Critiquant à mots à peine couverts la politique de Lagos face à Boko Haram, ses voisins et alliés tchadien, camerounais et nigérien ont décidé d'organiser eux-mêmes leur riposte contre les islamistes armés, sur fond de défiance envers le pouvoir nigérian.
Les quatre Etats - qui se partagent les eaux du lac Tchad, sur les rives duquel sévit Boko Haram - ont pourtant formé officiellement une alliance militaire qui devait se concrétiser en novembre dernier par la réactivation d’une force régionale pour combattre les islamistes nigérians. Aujourd’hui, une telle force ne semble plus être à l’ordre du jour, surtout depuis la prise début janvier de la localité nigériane de Baga, au bord du lac, par Boko Haram.

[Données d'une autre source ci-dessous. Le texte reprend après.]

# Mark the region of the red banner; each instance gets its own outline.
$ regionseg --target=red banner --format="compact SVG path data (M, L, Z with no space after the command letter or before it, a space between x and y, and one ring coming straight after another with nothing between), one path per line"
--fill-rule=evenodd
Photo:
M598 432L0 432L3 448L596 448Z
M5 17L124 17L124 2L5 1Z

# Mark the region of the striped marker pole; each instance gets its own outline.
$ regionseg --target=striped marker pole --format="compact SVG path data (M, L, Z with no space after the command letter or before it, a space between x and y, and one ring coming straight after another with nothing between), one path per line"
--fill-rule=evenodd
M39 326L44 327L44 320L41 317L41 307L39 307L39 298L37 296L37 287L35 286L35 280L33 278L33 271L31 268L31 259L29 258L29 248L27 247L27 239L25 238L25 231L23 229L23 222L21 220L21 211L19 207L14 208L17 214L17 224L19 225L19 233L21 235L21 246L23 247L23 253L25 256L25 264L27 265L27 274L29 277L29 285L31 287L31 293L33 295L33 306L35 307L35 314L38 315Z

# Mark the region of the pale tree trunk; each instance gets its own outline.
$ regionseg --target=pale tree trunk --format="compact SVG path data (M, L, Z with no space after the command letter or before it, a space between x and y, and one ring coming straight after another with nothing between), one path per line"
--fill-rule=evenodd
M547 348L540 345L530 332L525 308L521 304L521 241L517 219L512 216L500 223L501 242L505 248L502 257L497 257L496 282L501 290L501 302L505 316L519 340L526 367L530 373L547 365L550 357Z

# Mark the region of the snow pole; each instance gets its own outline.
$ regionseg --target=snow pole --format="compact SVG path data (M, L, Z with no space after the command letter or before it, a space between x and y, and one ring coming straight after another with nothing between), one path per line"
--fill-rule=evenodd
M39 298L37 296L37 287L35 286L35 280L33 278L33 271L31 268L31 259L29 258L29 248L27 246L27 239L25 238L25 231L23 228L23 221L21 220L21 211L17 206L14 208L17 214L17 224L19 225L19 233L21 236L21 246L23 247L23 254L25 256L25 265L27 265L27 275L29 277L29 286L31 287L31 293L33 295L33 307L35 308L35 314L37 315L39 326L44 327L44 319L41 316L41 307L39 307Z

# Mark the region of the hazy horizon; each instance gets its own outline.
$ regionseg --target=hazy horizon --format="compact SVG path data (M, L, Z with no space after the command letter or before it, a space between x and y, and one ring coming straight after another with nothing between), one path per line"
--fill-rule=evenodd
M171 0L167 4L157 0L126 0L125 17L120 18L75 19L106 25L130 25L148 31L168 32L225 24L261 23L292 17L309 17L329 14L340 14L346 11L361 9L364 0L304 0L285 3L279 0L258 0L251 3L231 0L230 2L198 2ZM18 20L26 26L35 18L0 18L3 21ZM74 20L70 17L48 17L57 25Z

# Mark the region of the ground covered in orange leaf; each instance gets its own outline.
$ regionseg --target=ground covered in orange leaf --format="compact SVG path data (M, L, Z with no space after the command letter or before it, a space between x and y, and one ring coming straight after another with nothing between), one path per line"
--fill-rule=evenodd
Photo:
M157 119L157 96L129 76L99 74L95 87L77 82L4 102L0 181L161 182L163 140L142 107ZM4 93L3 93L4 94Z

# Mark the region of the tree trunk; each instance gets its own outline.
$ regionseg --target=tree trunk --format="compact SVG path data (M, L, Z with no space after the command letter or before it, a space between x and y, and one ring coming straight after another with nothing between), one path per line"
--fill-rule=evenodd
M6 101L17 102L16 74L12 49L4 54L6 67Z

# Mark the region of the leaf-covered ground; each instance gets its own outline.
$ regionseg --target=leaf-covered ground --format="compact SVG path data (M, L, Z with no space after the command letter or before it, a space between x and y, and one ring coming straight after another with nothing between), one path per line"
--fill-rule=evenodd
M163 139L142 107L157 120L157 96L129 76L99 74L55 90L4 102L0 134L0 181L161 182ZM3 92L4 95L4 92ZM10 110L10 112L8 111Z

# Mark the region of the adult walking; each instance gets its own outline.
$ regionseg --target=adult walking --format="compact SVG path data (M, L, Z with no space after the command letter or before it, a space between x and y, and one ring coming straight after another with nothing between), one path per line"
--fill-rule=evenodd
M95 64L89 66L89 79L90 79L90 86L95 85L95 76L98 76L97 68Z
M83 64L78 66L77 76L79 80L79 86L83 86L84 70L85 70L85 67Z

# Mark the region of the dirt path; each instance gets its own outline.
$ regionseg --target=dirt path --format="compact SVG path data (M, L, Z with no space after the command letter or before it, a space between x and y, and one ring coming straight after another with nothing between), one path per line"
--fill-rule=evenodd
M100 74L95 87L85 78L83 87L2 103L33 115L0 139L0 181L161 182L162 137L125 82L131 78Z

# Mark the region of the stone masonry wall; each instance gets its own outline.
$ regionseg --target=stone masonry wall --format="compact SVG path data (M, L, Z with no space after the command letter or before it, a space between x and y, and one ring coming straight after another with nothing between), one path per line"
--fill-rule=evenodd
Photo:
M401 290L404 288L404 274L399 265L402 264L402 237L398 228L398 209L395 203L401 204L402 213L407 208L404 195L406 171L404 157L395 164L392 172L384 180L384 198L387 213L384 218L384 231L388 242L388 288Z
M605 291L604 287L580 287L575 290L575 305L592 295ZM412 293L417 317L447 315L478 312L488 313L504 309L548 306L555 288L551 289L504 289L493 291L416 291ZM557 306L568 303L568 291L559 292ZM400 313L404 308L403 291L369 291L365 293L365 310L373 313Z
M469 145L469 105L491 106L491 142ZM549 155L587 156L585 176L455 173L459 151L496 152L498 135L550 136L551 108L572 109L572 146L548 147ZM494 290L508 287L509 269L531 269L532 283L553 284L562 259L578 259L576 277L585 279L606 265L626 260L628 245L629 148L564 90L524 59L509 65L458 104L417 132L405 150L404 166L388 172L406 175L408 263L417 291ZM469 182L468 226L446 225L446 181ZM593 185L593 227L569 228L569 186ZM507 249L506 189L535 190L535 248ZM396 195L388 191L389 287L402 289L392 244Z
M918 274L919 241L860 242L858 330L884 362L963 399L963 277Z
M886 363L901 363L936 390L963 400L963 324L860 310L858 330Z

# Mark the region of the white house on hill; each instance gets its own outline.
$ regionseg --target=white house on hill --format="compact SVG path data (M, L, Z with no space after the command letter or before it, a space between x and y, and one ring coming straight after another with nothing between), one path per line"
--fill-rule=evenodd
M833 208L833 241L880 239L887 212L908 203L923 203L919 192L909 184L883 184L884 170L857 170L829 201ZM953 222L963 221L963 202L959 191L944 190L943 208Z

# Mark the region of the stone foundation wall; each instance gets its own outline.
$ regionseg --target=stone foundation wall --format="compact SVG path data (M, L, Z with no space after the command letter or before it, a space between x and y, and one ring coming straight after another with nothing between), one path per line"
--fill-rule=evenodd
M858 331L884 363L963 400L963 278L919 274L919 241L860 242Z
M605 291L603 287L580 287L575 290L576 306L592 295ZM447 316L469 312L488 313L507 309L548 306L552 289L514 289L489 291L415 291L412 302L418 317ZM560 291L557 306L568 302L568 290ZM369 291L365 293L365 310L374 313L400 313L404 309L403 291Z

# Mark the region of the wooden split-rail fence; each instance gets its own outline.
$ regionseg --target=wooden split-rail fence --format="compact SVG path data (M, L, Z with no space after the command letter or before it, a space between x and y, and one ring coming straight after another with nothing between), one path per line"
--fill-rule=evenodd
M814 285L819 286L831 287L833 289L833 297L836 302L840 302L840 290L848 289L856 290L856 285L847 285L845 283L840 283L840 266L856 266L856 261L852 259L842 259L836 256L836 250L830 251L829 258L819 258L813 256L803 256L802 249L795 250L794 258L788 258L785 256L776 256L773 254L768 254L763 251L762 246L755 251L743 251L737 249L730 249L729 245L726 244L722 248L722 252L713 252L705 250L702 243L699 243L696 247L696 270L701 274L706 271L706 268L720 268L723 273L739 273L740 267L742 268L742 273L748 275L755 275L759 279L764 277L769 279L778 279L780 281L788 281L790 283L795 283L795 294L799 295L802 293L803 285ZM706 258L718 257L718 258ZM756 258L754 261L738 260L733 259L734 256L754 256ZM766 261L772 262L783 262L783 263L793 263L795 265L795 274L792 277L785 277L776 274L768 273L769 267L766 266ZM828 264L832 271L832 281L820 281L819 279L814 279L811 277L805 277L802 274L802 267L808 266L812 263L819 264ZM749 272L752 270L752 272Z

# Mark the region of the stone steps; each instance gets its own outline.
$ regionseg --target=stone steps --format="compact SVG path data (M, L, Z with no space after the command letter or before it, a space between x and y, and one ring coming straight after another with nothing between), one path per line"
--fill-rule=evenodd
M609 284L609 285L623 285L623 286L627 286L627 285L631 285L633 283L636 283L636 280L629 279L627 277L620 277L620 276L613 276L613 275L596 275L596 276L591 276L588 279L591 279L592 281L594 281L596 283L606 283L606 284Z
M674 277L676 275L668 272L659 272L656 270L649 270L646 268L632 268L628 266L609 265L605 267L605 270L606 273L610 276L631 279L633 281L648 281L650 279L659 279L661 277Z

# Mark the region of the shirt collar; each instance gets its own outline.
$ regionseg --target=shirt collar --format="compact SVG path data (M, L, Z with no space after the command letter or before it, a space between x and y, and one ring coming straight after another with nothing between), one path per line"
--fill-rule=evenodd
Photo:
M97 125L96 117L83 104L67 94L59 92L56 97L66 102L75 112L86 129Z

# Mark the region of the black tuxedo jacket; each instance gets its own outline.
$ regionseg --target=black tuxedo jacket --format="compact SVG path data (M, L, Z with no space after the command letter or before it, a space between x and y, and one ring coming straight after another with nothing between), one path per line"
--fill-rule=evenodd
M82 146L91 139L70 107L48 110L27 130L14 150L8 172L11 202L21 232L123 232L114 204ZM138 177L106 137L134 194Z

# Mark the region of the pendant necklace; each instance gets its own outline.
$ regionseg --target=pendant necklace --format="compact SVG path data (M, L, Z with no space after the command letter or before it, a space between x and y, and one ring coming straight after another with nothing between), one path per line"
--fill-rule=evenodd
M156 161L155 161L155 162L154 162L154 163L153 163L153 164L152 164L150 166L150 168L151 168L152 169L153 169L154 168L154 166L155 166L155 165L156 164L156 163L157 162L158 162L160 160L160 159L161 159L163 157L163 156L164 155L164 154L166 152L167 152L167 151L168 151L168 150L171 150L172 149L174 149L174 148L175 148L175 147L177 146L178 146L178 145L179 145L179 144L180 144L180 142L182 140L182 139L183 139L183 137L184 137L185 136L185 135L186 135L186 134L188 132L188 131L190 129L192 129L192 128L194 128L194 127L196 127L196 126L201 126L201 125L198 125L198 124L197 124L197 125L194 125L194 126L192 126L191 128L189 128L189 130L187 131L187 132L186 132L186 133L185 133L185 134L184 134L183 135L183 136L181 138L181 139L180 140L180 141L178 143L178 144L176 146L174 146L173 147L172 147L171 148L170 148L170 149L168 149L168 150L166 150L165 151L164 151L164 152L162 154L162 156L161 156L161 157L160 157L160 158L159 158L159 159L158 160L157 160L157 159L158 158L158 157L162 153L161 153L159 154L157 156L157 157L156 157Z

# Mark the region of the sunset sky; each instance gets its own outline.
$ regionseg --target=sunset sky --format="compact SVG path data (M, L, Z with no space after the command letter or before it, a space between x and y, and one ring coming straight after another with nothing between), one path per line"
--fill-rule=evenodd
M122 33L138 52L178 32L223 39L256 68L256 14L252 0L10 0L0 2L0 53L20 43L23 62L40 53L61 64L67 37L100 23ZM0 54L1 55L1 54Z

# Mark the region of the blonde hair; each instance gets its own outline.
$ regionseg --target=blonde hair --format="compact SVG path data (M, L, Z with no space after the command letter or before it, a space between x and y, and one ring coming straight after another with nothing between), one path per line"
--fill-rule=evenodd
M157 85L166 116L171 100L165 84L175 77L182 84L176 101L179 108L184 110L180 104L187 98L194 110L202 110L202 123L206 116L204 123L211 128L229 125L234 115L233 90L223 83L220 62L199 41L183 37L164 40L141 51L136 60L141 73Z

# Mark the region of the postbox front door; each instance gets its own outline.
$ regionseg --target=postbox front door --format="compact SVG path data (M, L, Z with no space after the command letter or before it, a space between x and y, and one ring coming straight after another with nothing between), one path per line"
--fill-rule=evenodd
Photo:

Selon Amnesty International, cette attaque - qualifiée de crime contre l’Humanité par le sécrétaire d’Etat américain John Kerry - est "la plus grande et la plus destructrice" jamais perpétrée par le groupe armé depuis le début de son insurrection en 2009, qui depuis a fait plus de 13.000 morts et 1,5 million de déplacés. L’armée nigériane entendait faire de cette ville un des principaux points d’appui de la force régionale.
De petits détachements des pays voisins y étaient présents de longue date dans le cadre de la coopération régionale. Mais les pays voisins du Nigeria ne l’entendent pas ainsi et ne veulent pas déployer directement leurs troupes au milieu des bastions de Boko Haram. "La situation la plus préoccupante pour nous aujourd’hui c’est le Nigeria, c’est la situation de Boko Haram", expliquait au lendemain de la chute de Baga le ministre nigérien de la Défense Karidjo Mahamadou, ajoutant : "depuis novembre nous n’étions plus à ce poste-là, nous avons expliqué aux Nigérians que nous ne pouvions pas rester parce que nous n’avons pas envie de mettre la vie de nos militaires en danger".
Le Cameroun, deuxième front de Boko Haram, ne veut pas non plus envoyer aux troupes en permanence au Nigeria et était également opposé à l’option Baga, située en pleine zone de conflit, selon des sources sécuritaires à Yaoundé. Le président Paul Biya - qui a annoncé jeudi soir que le Tchad allait envoyer des troupes combattre aux côtés de l’armée camerounaise - défend l’idée d’un échanges d’informations permettant des interventions coordonnées, mais chacun sur sa partie du lac Tchad, selon ces mêmes sources. Depuis des mois, Yaoundé se plaint en outre amèrement du peu de combativité de l’armée nigériane et de désertions en masse face aux islamistes de Boko Haram.
"Les soldats nigérians désertent leurs positions en abandonnant leurs armes. Ce sont avec leurs armes que nous sommes attaqués", accusait encore en début de semaine un responsable militaire camerounais, témoignant de la défiance entre alliés. Au Tchad, qui considère que ses "intérêts vitaux" sont désormais en jeu face à la progression des islamistes, la tonalité n’est guère différente.
Concernant Baga, "le retrait des forces tchadiennes et nigériennes s’expliquent par le fait qu’une évaluation faite sur le terrain ne permettait aux Tchadiens et aux Nigériens d’accomplir leur mission avec l’armée nigériane", dit sous couvert d’anonymat un officiel tchadien, ajoutant : "il y a une sorte de suspicion et l’armée nigériane ne donne pas l’impression de collaborer". La période pré-électorale au Nigeria - la présidentielle se tient dans moins d’un mois - accentue encore chez ses voisins le climat de suspicion, voire les soupçons de double-jeu.
"Le Nigeria est un pays extraordinairement complexe", rappelait récemment à l’AFP un responsable militaire occidental, ajoutant : "Boko Haram, c’est particulier" parmi les mouvements jihadistes. Le groupe joue sur les multiples enjeux de pouvoir au sein du pays le plus peuplé du continent. Sur la traditionnelle division entre le nord majoritairement musulman et le sud majoritairement chrétien, dans un pays à l’histoire violente. Mais aussi sur les enjeux politiques et financiers locaux - avec leurs cortèges de rivalités et d’ambitions - dans les Etats de la fédération.